The consequences of this debt burden stay with Black borrowers far longer. Twenty years after entering college, the median Black borrower still owes 95% of their original loan balance, while the median white borrower has paid off nearly all of theirs. This stark disparity deepens the racial wealth gap, which is already staggering. When student debt is factored in, Black households hold only 5% of the wealth of white households, down from 15% when excluding debt. This means that student debt is not merely a singular financial burden, but a mechanism that perpetuates systemic racial inequities like the ability to own a home, pass on generational wealth, or just maintain a healthy emergency savings account.
The institutional nature of these disparities is furthered by the role of nepotism and legacy admissions in higher education. These practices favor applicants with family connections and family wealth, effectively treating access to education as a transactional privilege rather than a universal right. We see this in a study published by the Bureau of Economic Research, which found 70% of Harvard's legacy admissions were white. This entrenched favoritism ensures that those from affluent backgrounds continue to secure educational opportunities, while marginalized communities are left to navigate an increasingly costly and exclusionary system. The result is an inequitable cycle where wealth begets opportunity and opportunity begets more wealth — leaving others trapped in debt and diminished prospects.

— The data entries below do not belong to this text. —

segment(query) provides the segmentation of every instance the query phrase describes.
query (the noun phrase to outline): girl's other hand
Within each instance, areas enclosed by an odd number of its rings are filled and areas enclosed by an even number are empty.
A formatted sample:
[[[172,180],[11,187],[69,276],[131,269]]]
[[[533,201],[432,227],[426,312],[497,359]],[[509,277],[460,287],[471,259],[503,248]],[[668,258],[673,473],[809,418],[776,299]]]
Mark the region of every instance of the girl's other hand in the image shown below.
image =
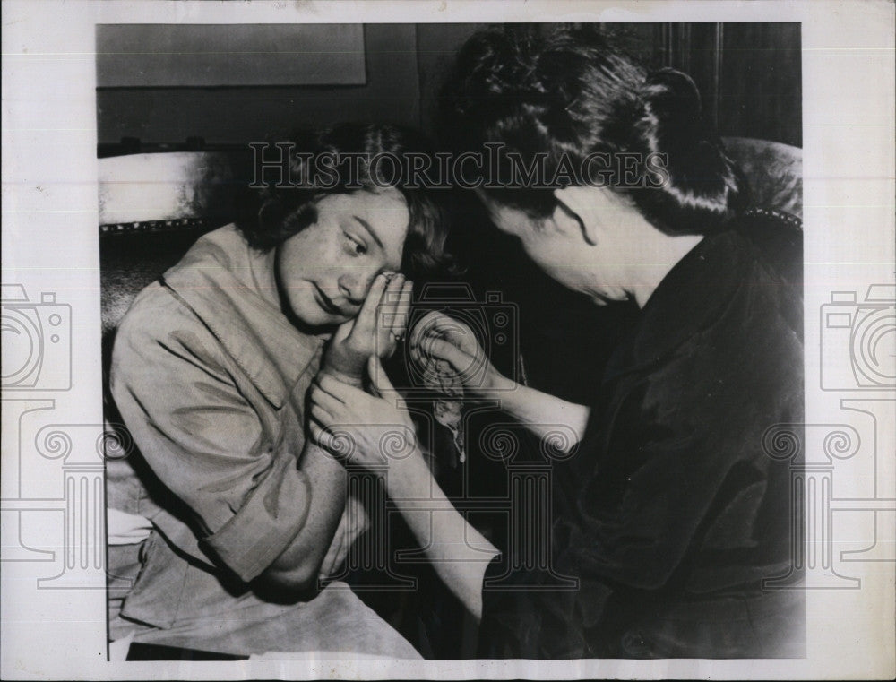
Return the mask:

For borrowers currently struggling with consumer prices that are more than 20% higher than before the pandemic, the resumption of student loan repayments is a financial cliff. Aggressive collection efforts, such as wage garnishments, are likely to lead many to D183CA
turn to payday loans and other predatory financial products to cover basic living expenses. As I've covered here before, the payday loan industry alone extracted $2.4 billion in fees from low-income borrowers in 2022, with average annual percentage rates (APRs) that can top 500%. These loans trap vulnerable borrowers even further in cycles of debt — compounding economic instability and widening racial and gender wealth gaps.
This crisis is not isolated to student loans; it reflects a broader government and private sector failure to invest in equitable education, fair wages, and robust borrower protections. As a report funded by the nonpartisan Annie E. Casey Foundation recommends, policymakers could intervene in a number of ways, including passing better protections against predatory lenders and expanding access to more affordable community college programs. According to the study's authors, the business world can also implement a win-win strategy, using student debt payments as an incentive to attract talent.
Until systemic reforms such as these are enacted, restarting student loan payments will not only burden individual borrowers but also perpetuate entrenched racial and economic inequities. The current moment offers a critical opportunity to rethink and rebuild a more just and inclusive system that values education as a pathway to opportunity for all, not a debt trap for the many and already overburdened.